Why are PCB multi-layer boards always double layered?

There are single-sided, double-sided and multi-layer PCBs. There is no strict limit to the number of layers in a multi-layer board, and there are even PCBs with more than 100 layers, although four- and six-layer boards are common. Many people will be curious, why PCB multilayer boards are mostly even layers?

1. Cost factor

From the cost point of view, although the singular PCB board because of one less layer of media and foil, the cost of raw materials is slightly lower than the dual-layer PCB, but the processing cost of the singular layer PCB is significantly higher than the dual-layer. When processing the inner layer, the costs are similar, but the foil/core structure increases the cost of processing the outer layer of an odd-layer PCB significantly.

Odd-layer PCBs require a non-standard laminated core bonding process in addition to the core structure process. Adding a foil to the core structure reduces factory productivity compared to the core structure. And in the laminated bonding before the outside of the core needs additional processing, which increases the risk of scratches and etching errors in the outer layer, thus increasing the processing costs.

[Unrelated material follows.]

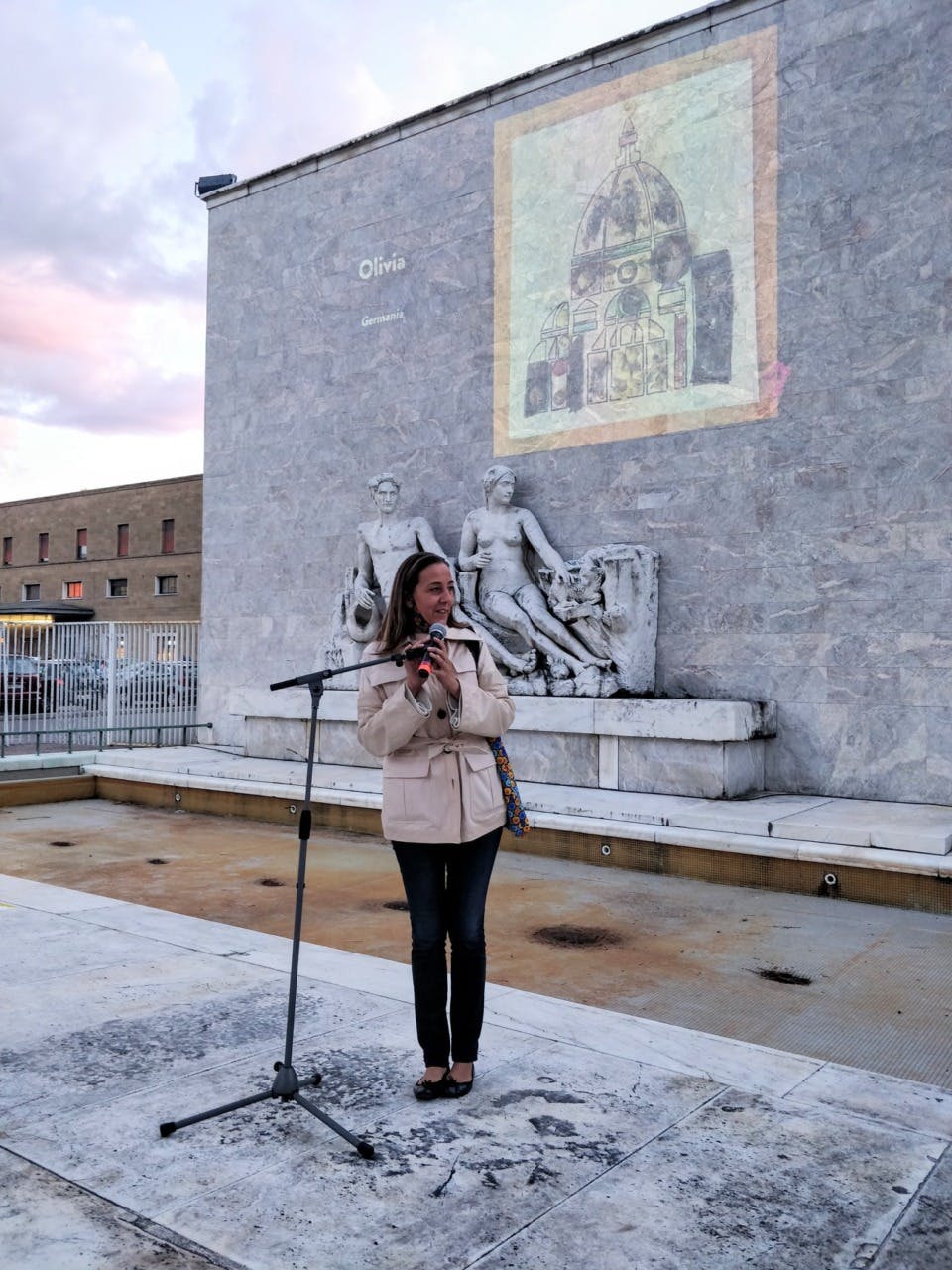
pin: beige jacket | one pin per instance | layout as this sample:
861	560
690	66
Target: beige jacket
439	776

2, to prevent bending, quality assurance

A key reason for not designing PCBs with odd layers is that odd-layer boards tend to bend. As the multilayer circuit bonding process cools down after the bonding process is complete, the different lamination tensions of the core and foil structures can cause the PCB to flex. As the board thickness increases, so does the risk of bending of this composite PCB, which consists of two different structures.

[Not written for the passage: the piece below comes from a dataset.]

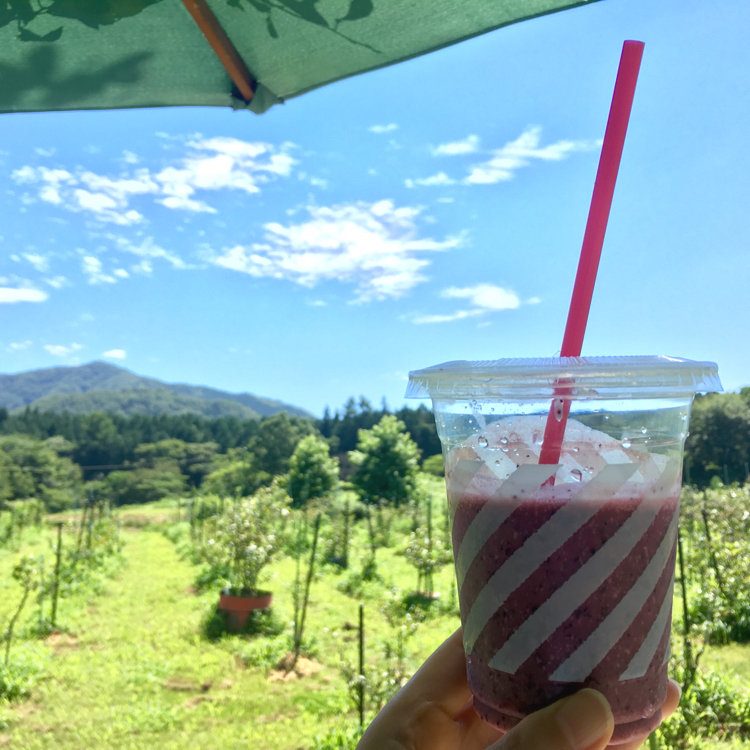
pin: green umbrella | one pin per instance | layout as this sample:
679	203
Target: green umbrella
109	54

A balanced laminate structure is the key to avoiding board bending. While a PCB with a certain amount of bending may be able to meet the specification, this reduces the efficiency of subsequent processing and leads to higher costs. Special equipment and processes are also required to handle it during assembly, and it can reduce the accuracy of component placement and affect product quality.

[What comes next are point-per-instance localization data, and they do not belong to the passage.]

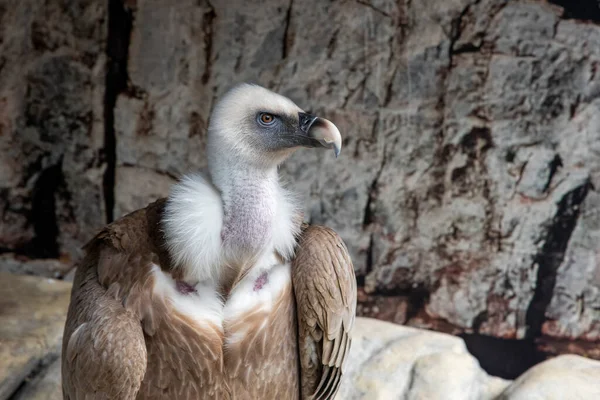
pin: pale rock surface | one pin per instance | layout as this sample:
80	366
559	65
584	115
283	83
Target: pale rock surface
389	361
565	377
467	183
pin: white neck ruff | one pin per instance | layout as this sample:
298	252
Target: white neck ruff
193	223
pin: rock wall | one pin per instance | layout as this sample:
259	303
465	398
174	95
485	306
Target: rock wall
466	189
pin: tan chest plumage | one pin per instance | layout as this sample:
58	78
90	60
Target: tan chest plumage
251	354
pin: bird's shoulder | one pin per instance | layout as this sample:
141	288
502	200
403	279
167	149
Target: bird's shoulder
139	230
325	290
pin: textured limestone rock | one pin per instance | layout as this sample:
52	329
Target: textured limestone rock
51	124
563	377
389	361
46	386
471	142
32	317
467	187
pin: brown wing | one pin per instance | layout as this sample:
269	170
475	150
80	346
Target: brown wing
325	288
104	354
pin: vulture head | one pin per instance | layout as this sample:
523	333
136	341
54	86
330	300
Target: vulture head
255	127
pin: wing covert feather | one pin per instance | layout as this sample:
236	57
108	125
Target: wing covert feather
325	288
104	354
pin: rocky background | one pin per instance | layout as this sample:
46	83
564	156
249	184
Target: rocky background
467	187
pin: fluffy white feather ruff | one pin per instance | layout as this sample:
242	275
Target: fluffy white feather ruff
286	227
192	225
202	306
194	220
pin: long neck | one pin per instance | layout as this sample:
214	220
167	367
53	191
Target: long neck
249	206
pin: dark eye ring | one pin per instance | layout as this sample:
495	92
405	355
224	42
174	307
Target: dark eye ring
266	119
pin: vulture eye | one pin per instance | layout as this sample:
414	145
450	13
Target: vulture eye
266	119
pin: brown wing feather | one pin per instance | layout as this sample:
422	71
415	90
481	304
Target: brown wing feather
325	289
123	342
104	354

As an example, four-layer boards are easier to control than three-layer boards in terms of symmetry in the PCB production process. Warpage can be controlled to less than 0.7% on a 4-layer board (in accordance with the IPC600 standard), whereas on a 3-layer board with a larger size, the warpage can exceed this standard. This will have an impact on the SMT patch and reduce the reliability of the whole product. Therefore, the general designers rarely design single-layer boards, even if the function of single-layer can be achieved, it will be designed as a pseudo-double-layer, such as the design of the 5-layer into 6-layer, 7-layer design into 8-layer board.

3, single layer PCB optimisation strategy

If there is a single layer PCB in the design, how to balance the layer stack, reduce production costs and avoid bending? There are several ways:

Use a signal layer: If the power layer of the PCB is even and the signal layer is odd, this method can be used. This additional layer does not increase the cost, but also reduces the lead time and improves the quality of the PCB.

Add an additional power layer: This method can be considered when the PCB has an odd number of power layers and an even number of signal layers. Simply put, add a ground layer in the middle of the stack without changing the other settings. Route the PCB according to the odd-numbered layers, then duplicate the ground layer in the middle, marking the remaining layers, which has the same electrical characteristics as a thicker ground layer foil.

Adding a Blank Signal Layer: Adding a blank signal layer near the centre of the PCB stack minimises stack imbalance and improves PCB quality. Route the layers in odd numbers, then add a blank signal layer and mark the remaining layers. This method is suitable for microwave circuits and mixed media (different dielectric constants) circuits.